U.S. Energy Firms Reduce Rig Count for Third Consecutive Week
U.S. energy firms have cut the number of oil and natural gas rigs operating for a third week in a row, reaching the lowest count since December 2021, according to the latest report from energy services firm Baker Hughes.
The oil and gas rig count, which serves as an early indicator of future output, decreased by four to a total of 576 in the week ending January 24th. This drop marks a 7% decline compared to the same period last year.
Baker Hughes reported that oil rigs saw a decrease of six to 472, hitting their lowest level since December 2021, while gas rigs increased by one to reach 99.
Over the past few years, the oil and gas rig count has experienced a decline of approximately 5% in 2024 and 20% in 2023. This trend can be attributed to lower U.S. oil and gas prices, leading energy companies to prioritize debt reduction and shareholder returns over production increases.

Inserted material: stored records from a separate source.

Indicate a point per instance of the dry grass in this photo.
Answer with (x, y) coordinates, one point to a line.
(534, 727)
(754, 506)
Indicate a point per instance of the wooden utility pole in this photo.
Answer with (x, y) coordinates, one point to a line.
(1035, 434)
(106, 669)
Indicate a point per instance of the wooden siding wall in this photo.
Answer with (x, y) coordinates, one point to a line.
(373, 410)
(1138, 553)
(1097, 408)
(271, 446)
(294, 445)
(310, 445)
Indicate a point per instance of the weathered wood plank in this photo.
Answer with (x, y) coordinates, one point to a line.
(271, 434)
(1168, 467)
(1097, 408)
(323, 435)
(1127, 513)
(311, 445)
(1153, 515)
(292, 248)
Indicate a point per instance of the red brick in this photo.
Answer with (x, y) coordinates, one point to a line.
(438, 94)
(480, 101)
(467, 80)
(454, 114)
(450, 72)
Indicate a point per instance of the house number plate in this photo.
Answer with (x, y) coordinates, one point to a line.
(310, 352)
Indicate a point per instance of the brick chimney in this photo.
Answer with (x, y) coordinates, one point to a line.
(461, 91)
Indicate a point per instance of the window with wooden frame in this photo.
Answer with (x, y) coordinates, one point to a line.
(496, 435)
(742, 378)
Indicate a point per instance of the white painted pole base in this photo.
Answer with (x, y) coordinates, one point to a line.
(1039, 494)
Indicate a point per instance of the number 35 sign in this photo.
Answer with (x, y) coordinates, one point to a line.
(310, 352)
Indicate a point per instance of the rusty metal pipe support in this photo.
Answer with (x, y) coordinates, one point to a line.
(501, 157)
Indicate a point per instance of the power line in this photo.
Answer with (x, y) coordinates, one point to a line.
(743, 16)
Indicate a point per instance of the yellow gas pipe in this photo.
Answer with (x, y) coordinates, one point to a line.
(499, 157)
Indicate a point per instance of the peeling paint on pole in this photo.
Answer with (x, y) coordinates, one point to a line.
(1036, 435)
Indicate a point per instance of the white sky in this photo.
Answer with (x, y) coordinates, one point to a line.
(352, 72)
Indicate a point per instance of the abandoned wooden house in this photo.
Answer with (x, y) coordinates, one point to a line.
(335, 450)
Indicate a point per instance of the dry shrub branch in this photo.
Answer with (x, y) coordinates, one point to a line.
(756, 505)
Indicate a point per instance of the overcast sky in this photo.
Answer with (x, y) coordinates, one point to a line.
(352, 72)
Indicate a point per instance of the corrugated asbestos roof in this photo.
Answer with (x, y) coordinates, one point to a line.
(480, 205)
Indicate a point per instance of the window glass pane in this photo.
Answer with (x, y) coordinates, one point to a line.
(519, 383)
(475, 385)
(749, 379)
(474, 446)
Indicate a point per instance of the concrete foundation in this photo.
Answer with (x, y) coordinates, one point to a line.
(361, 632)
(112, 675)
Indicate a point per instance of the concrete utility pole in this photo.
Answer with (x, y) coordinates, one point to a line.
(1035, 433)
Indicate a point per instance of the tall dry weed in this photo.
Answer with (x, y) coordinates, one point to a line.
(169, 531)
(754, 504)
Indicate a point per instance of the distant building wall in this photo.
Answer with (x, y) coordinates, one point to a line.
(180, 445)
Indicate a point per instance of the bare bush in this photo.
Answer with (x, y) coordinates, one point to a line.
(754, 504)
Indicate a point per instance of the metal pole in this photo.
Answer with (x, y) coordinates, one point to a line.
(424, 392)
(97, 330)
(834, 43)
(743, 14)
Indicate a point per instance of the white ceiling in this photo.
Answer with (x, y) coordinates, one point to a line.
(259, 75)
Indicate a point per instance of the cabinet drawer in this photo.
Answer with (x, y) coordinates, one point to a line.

Despite predictions of a third consecutive year of declining U.S. spot crude prices in 2025, the U.S. Energy Information Administration (EIA) forecasts a rise in crude output from a record 13.2 million barrels per day in 2024 to around 13.6 million barrels per day in 2025.
On the natural gas front, the EIA anticipates a 43% increase in spot gas prices in 2025, prompting producers to ramp up drilling activity this year. Following a 14% price drop in 2024, several energy firms had reduced output for the first time since the COVID-19 pandemic impacted demand for gas in 2020.
The EIA projects that gas output will climb to 104.5 billion cubic feet per day in 2025, up from 103.1 billion cubic feet per day in 2024 and a record 103.6 billion cubic feet per day in 2023.